The first step is to select the right crystal oscillator. A “good” oven-controlled crystal oscillator (OCXO) will have a phase-noise characteristic of at least −125 dBc/Hz at 10 Hz offset from a 10-MHz carrier. At higher offsets, phase noise will generally fall linearly to a noise floor of less than −160 dBc/Hz at 10 kHz offset from a 10-MHz carrier. In evaluating phase-noise specifications, it is critical to keep in mind the carrier frequency at which the measurement is quoted, as there is a direct mathematical relationship between carrier frequency and measured phase noise.

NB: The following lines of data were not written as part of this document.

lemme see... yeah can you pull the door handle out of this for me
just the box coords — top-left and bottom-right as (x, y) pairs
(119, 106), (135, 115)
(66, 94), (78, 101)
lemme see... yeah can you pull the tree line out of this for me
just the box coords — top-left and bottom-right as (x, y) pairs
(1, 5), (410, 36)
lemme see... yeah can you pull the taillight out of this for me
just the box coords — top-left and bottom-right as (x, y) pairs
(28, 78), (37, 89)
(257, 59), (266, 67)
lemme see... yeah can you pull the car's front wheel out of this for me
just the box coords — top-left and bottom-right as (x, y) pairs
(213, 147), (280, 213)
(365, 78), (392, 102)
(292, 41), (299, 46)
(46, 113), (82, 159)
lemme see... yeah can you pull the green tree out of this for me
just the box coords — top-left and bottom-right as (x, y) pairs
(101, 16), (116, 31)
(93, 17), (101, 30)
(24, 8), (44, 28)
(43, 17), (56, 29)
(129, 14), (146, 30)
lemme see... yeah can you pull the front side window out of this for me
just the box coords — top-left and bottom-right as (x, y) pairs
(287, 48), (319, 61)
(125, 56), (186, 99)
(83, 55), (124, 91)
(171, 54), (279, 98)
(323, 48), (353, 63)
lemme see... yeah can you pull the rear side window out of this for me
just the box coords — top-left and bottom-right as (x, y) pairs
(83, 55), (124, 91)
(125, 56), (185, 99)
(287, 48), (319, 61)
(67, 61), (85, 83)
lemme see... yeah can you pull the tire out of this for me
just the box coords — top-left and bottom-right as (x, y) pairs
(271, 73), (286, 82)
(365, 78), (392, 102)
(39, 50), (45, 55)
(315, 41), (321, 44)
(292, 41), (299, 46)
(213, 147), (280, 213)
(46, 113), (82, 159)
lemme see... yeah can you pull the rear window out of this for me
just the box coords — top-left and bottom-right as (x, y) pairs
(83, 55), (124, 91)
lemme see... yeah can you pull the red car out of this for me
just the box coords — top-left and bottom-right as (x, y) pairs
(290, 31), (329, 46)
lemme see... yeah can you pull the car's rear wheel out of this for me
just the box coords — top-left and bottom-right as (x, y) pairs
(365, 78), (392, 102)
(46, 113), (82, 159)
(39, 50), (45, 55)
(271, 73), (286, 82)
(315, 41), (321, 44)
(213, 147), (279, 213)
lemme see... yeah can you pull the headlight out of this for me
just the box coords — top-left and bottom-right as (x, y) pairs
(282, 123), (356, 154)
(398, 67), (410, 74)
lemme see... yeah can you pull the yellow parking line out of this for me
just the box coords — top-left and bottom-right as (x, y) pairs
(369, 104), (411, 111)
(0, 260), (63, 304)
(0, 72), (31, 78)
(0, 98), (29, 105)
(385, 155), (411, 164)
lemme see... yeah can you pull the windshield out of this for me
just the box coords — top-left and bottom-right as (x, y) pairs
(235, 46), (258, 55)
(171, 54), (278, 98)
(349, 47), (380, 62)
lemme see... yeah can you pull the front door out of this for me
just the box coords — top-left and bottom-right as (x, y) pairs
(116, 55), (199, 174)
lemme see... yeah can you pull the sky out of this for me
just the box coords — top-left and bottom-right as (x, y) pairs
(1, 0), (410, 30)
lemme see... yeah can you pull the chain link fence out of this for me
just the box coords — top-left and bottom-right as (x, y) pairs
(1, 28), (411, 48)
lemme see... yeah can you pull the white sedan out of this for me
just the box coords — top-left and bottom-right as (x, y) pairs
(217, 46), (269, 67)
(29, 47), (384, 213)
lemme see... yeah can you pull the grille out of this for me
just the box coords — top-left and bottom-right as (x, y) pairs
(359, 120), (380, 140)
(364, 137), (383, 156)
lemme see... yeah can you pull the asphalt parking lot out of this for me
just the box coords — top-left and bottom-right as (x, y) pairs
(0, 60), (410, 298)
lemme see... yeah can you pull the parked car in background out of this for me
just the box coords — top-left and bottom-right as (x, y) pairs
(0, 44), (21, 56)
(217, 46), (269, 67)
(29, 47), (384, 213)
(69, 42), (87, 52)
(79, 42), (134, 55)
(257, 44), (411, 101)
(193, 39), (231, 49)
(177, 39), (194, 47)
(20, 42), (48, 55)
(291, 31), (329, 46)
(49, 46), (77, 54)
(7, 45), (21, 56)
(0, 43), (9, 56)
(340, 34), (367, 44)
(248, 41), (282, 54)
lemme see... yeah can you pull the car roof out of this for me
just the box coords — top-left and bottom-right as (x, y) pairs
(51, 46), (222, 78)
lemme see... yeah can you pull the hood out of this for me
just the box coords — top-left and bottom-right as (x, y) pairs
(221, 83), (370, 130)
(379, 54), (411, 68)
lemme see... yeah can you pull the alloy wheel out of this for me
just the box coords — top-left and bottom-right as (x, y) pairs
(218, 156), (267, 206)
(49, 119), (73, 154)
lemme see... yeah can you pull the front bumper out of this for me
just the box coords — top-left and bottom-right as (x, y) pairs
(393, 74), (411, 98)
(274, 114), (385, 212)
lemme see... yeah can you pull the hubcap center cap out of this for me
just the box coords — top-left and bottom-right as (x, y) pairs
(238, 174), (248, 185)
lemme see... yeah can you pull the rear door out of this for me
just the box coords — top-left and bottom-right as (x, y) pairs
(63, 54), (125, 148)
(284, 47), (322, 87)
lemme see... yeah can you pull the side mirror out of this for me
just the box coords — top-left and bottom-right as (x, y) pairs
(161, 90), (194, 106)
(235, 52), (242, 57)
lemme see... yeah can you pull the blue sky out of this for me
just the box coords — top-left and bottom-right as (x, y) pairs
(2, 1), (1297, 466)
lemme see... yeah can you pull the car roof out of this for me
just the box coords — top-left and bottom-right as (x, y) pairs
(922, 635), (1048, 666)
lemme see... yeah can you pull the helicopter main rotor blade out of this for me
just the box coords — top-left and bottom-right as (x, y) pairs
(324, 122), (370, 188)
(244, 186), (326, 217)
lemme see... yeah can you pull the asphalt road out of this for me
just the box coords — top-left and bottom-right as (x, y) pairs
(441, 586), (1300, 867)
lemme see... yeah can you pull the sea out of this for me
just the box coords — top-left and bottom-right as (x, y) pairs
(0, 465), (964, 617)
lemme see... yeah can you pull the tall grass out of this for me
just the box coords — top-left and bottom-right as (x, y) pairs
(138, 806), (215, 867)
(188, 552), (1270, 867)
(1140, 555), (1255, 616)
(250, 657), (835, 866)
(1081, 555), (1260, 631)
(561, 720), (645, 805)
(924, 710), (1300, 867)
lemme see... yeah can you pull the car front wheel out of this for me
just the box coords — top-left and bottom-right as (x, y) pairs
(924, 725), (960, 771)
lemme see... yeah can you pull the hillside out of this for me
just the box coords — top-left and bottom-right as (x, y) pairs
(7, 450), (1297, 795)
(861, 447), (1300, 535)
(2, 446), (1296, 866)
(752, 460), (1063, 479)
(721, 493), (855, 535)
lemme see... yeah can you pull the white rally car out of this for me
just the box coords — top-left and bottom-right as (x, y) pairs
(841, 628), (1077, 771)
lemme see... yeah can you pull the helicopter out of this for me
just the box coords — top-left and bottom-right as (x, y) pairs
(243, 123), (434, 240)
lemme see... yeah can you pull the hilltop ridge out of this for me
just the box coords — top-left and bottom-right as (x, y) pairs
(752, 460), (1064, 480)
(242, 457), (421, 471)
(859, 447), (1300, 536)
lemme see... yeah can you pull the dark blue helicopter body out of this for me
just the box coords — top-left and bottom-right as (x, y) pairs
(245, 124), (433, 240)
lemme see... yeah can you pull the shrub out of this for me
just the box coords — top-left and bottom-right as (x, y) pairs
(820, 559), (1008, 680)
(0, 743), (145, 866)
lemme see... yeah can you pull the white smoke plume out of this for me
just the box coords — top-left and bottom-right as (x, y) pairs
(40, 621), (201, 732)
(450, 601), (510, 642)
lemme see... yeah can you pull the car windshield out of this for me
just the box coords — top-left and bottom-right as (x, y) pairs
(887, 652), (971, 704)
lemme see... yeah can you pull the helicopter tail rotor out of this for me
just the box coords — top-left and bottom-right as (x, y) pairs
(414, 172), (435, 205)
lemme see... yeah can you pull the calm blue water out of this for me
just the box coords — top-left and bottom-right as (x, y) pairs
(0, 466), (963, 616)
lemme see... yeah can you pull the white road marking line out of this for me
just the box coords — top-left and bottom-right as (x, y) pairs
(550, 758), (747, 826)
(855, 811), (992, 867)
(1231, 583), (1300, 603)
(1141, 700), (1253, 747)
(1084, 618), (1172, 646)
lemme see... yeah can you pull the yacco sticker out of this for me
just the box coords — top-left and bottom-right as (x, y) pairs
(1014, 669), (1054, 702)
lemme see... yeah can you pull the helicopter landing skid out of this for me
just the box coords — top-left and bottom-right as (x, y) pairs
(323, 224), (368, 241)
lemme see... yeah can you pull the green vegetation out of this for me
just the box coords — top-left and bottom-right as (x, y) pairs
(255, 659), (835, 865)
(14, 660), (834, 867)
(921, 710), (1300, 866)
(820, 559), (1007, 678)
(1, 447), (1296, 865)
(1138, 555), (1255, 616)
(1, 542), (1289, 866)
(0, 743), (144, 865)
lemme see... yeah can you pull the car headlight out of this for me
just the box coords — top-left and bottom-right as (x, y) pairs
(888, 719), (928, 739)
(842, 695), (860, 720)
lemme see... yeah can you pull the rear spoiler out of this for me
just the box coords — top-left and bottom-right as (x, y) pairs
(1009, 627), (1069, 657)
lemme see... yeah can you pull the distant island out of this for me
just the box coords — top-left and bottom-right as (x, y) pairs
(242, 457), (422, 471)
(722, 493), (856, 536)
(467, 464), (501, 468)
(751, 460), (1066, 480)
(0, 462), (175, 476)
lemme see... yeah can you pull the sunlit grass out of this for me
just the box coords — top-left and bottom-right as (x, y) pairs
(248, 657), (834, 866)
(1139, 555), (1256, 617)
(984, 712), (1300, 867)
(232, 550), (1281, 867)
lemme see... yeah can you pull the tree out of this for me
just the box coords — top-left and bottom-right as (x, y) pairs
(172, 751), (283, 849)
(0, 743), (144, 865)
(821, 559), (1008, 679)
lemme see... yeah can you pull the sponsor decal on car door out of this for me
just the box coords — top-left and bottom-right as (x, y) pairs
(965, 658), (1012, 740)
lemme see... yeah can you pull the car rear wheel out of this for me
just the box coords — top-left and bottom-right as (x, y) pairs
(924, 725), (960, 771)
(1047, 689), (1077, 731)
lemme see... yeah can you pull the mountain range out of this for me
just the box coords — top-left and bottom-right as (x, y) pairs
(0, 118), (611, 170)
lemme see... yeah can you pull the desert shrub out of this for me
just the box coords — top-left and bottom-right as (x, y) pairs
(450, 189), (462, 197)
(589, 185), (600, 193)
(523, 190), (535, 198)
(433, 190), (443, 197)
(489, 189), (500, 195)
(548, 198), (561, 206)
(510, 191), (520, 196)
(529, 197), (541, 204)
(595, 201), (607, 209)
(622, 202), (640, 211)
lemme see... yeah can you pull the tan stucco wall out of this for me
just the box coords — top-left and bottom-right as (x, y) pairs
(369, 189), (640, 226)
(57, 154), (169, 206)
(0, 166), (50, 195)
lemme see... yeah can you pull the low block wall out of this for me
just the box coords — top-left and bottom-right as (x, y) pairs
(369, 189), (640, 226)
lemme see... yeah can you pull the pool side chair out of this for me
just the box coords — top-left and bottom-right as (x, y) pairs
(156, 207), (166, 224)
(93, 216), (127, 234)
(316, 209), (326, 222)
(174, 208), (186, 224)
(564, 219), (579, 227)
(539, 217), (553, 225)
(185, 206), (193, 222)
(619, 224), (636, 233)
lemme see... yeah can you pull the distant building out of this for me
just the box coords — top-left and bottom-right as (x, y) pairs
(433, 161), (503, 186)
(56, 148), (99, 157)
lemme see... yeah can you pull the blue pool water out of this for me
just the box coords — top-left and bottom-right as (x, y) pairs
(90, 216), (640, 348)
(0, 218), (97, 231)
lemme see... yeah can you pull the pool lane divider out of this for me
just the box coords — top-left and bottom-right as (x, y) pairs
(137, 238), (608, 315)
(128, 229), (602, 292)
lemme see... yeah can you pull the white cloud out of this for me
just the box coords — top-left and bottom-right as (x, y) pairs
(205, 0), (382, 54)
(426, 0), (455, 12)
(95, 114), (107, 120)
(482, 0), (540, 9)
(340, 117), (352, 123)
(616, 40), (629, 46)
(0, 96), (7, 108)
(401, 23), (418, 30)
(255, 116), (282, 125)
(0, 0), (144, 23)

The next task is to preserve the attained low phase noise when buffering and distributing. In addition to filtering the power supply at the input to the printed-circuit board (PCB), filtering should be placed at the supply pins to the buffer amplifiers. When it comes to amplifying and distributing low-phase-noise RF signals, current feedback amplifiers are sufficient. However, the layout must be correct to ensure desired performance. For this application, bandwidth limiting is required. Capacitance to ground at the inputs and outputs also must be minimized as much as possible to avoid instability. With these tips, the white paper provides a solid foundation for designers working in this segment.